To solve the system of equations using the substitution method, we have the equations:
- \( y = 4x - 2 \)
- \( y = x + 13 \)
Since both equations are expressed in terms of \( y \), we can set them equal to each other:
\[ 4x - 2 = x + 13 \]
Now, let's solve for \( x \):
- Subtract \( x \) from both sides:
\[ 4x - x - 2 = 13 \] \[ 3x - 2 = 13 \]
- Add 2 to both sides:
\[ 3x = 15 \]
- Divide by 3:
\[ x = 5 \]
Now that we have \( x = 5 \), we can substitute this value back into either of the original equations to find \( y \). We'll use the second equation:
\[ y = x + 13 \] \[ y = 5 + 13 = 18 \]
So, the ordered pair \( (x, y) \) is \( (5, 18) \).

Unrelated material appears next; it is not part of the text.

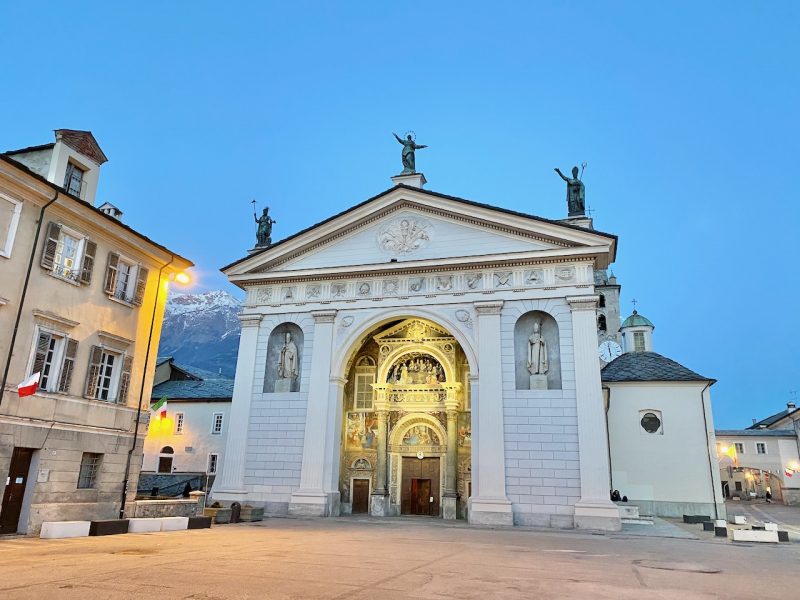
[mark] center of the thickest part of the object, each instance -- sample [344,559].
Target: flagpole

Now, let's check which option corresponds to this solution. None of the provided options are \( (5, 18) \). Let's recheck the given options for the closest solution:
A. \( (4, -2) \)
B. \( (0, -2) \)
C. \( (1, 13) \)
D. \( (6, 18) \)
None of the pairs listed are valid solutions to the system.
Thus, the solution for the system \( y = 4x - 2 \) and \( y = x + 13 \) is \( (5, 18) \), which does not match any of the options provided.